I might not have been as perceptive as he was, but I still knew he wasn’t talking about me anymore. He was talking about himself.

“Landon isn’t going to fuck me over,” I said. Everything Arden was saying rang true, aligning with my own thoughts, but I refused to agree with him. “I know him. He told me this was it, and he wouldn’t go back on his word. He’s like my fucking father.”

Arden chuckled.

“Yeah, I got one of those, too. He’s the reason I’m here, retirement or not.”

Arden pulled his arm across his chest and placed his hand under his head to get it off the snow. He looked into my eyes again. For a second, he didn’t look quite as emotionless as he had before. His eyes tightened a bit, and his jaw flexed as he spoke.

“We’re too good for them to just let us go,” Arden continued. “Even if they really want to, they’re always going to need us for something one last time.”

I stared at him as the words sank in, and I knew deep inside that he was right. If I did get out of this, Franks and Landon would let me off on my own for a while, but eventually there would be something else—just one more thing they needed for me to do. One more favor. One more fight.

“Fuck you,” I grumbled through clenched teeth. “I’ve got bigger priorities now.”

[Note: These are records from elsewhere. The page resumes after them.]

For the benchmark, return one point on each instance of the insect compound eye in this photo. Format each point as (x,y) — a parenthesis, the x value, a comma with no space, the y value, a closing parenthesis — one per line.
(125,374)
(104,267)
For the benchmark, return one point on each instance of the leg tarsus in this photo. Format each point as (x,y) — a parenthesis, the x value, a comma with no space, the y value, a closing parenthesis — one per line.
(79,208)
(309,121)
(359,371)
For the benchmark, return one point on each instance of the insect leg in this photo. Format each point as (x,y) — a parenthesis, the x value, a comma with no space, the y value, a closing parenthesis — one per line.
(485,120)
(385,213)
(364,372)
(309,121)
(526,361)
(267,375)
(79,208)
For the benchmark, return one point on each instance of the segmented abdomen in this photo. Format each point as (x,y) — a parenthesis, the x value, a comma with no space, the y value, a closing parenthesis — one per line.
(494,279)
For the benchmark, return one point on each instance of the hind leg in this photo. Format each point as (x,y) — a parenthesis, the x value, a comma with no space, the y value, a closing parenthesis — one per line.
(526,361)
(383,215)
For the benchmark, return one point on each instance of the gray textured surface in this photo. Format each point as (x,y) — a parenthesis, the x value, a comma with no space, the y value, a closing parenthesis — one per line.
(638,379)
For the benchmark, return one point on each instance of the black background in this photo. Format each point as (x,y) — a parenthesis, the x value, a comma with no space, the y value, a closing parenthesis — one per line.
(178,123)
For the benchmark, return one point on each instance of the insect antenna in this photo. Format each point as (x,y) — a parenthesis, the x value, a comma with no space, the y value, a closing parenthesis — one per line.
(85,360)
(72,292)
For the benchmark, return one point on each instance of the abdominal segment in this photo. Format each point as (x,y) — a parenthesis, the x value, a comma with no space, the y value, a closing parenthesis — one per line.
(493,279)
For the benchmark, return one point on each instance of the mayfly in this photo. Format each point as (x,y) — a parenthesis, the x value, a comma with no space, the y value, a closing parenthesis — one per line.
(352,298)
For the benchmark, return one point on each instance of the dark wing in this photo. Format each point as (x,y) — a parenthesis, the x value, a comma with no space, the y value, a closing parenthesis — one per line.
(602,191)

Arden nodded slightly, sniffed against the cold, and looked back to me.

“I got a girl, too,” he finally said. “Lia. Never thought that would happen.”

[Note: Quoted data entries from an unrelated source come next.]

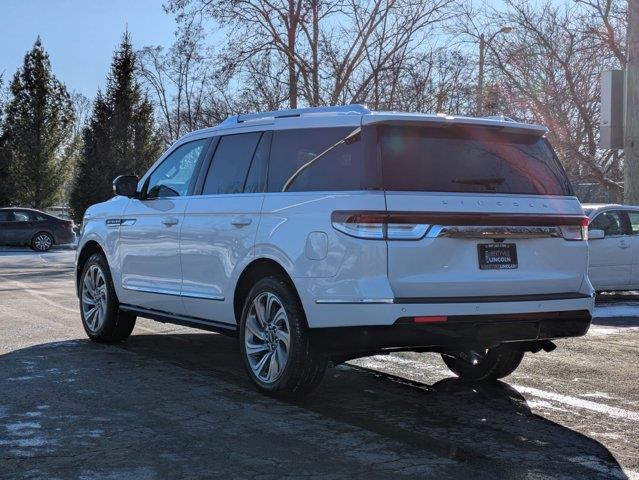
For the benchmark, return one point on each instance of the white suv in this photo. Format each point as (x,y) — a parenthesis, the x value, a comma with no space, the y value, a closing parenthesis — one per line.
(325,234)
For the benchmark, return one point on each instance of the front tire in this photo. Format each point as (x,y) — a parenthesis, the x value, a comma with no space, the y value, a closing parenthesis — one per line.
(42,242)
(496,363)
(275,342)
(102,319)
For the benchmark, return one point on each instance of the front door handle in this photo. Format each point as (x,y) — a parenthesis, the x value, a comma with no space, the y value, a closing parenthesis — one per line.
(170,221)
(241,221)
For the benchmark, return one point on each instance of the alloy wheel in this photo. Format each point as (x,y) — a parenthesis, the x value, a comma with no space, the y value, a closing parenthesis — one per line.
(267,337)
(94,298)
(43,242)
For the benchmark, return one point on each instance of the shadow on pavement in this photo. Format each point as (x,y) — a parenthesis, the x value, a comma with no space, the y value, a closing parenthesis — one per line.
(170,406)
(617,321)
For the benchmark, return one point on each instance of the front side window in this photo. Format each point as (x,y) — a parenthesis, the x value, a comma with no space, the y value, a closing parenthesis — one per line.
(231,163)
(612,223)
(318,159)
(634,222)
(173,176)
(469,159)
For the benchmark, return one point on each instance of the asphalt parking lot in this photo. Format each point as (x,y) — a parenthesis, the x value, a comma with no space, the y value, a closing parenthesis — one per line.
(174,402)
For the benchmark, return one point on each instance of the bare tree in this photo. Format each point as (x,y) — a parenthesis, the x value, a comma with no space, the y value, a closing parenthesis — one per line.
(179,79)
(549,69)
(324,51)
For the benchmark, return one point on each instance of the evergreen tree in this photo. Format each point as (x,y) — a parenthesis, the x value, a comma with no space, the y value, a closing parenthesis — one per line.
(120,138)
(36,134)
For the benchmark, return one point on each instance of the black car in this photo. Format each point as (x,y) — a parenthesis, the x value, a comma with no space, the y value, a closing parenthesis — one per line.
(24,226)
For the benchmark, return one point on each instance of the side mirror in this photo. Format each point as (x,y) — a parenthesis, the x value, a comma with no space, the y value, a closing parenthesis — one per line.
(126,186)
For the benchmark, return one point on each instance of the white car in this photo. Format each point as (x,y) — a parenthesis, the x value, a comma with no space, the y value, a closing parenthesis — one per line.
(614,246)
(325,234)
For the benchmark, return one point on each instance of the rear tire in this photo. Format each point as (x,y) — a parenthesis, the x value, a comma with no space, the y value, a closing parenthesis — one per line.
(42,242)
(275,342)
(499,362)
(102,319)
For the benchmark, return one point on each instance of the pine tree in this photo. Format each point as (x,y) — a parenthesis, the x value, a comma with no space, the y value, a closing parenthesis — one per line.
(36,134)
(120,138)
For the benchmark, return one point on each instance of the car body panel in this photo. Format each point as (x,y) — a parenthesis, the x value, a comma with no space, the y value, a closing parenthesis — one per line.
(217,236)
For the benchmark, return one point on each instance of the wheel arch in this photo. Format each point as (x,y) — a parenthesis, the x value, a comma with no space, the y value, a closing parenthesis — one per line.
(258,268)
(88,249)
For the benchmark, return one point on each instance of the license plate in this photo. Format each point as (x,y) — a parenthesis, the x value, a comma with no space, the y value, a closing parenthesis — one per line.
(497,256)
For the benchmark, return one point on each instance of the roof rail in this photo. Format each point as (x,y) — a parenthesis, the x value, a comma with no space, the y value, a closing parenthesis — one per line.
(501,118)
(354,109)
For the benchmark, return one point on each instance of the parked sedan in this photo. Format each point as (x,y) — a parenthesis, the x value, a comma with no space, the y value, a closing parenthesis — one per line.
(613,237)
(24,226)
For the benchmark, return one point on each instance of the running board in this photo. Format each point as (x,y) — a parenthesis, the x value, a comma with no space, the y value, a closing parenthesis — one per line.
(186,321)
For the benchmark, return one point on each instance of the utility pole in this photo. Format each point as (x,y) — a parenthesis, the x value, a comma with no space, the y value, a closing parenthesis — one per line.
(483,45)
(480,80)
(631,135)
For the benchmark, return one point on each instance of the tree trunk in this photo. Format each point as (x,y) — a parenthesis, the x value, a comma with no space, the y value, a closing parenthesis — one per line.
(631,141)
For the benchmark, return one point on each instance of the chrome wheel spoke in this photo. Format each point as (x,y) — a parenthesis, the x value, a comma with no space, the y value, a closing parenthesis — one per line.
(283,337)
(273,368)
(261,364)
(254,328)
(255,348)
(260,312)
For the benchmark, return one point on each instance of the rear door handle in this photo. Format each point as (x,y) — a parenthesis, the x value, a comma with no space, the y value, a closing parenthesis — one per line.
(170,221)
(241,221)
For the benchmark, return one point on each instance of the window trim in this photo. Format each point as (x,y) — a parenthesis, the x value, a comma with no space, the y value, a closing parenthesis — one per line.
(167,155)
(262,181)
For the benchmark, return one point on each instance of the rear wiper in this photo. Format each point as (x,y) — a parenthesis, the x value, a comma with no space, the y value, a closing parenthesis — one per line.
(489,183)
(352,137)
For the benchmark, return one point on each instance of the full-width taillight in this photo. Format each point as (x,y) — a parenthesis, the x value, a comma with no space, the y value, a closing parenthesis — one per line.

“Heh,” I chuckled, “tell me about it.”

The statement was rhetorical, but it seemed to put Arden in a more talkative mood.

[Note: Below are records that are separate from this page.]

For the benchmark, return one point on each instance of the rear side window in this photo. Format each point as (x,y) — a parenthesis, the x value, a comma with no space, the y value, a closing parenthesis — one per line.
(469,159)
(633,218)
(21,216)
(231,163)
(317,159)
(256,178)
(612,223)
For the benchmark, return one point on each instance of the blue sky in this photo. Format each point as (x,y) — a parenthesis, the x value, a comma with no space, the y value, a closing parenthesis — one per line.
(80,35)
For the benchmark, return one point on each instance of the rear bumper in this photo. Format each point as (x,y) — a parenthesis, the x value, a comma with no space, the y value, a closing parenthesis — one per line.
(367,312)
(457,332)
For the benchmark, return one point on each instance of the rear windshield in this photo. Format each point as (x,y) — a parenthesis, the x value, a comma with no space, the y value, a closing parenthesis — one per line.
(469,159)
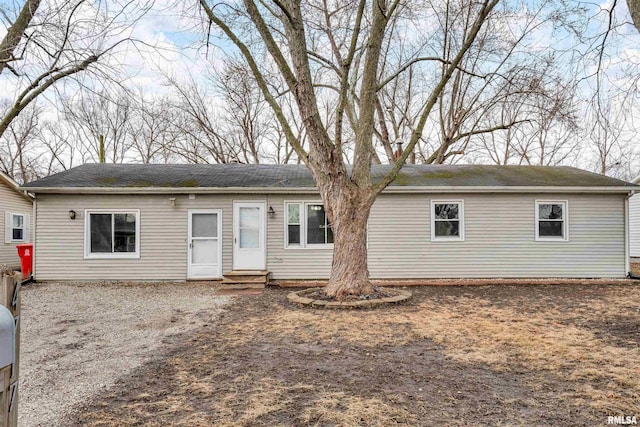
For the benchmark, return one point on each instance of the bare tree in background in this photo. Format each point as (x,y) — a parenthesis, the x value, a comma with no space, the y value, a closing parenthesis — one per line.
(19,152)
(48,42)
(93,114)
(152,131)
(352,31)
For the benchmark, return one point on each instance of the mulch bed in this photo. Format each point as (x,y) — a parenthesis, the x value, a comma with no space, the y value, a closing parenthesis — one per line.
(268,362)
(377,293)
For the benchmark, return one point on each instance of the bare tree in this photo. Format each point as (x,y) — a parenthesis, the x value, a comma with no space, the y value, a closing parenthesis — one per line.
(19,146)
(51,41)
(93,114)
(353,34)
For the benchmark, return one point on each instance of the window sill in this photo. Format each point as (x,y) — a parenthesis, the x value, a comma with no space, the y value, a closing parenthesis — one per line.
(551,239)
(308,247)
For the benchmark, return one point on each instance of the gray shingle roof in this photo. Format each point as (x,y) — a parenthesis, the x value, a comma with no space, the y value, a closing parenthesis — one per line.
(123,176)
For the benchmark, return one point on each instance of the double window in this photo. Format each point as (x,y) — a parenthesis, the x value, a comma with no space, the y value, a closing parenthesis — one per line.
(112,234)
(551,220)
(307,225)
(447,220)
(16,227)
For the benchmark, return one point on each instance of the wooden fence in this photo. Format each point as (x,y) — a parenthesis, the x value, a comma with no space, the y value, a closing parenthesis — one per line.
(10,298)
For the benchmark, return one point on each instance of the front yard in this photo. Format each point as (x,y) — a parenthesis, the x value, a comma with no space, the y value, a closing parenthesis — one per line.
(486,355)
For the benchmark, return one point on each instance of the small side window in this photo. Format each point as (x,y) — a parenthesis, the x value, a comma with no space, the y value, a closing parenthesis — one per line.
(112,234)
(447,220)
(17,227)
(551,220)
(293,224)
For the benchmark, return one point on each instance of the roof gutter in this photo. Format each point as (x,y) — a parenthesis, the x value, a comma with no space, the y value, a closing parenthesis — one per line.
(306,190)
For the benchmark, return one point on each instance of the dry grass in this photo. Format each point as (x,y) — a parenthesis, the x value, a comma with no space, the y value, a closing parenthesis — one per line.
(635,269)
(473,330)
(552,342)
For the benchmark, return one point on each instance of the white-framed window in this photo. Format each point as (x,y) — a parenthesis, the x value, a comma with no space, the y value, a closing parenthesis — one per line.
(112,233)
(552,220)
(16,227)
(447,220)
(307,225)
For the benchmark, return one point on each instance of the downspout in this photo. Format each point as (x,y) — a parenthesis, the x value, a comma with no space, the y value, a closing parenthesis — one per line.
(627,255)
(33,238)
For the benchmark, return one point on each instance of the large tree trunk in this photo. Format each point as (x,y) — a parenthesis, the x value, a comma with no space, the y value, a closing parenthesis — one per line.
(349,272)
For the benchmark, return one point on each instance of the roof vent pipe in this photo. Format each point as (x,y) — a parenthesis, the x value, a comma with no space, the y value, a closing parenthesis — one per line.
(398,152)
(101,152)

“She doesn’t know where I am,” he said. “I sent her off to visit her mom for a couple of weeks. She’s going to come home, and I won’t be there.”

My mind played through the scenario he described, only with Raine and myself as the subjects. I pictured her coming into the condo and finding it empty. I thought about what she would do when it stayed empty through the night. I wondered at what point she would start looking for me and what she would do when she couldn’t find any trace of where I had gone.

She’d freak out. She wouldn’t know what to do, and there wouldn’t be anyone she could call to get any information. How long would it be before she gave up? Weeks? Months? Years?

“Lia came after me once before,” Arden said. “I ditched her in Arizona, but she still managed to find me again. She’s stubborn.”

“That sounds familiar,” I said. “I don’t think I’ve ever known anyone as stubborn as Raine.”

“Raine?”

I tapped the edge of the picture.

“That’s her name.”

Arden huffed a breath through his nose.

“At least she’ll have her kid,” Arden said. “Lia’s stuck with the dog.”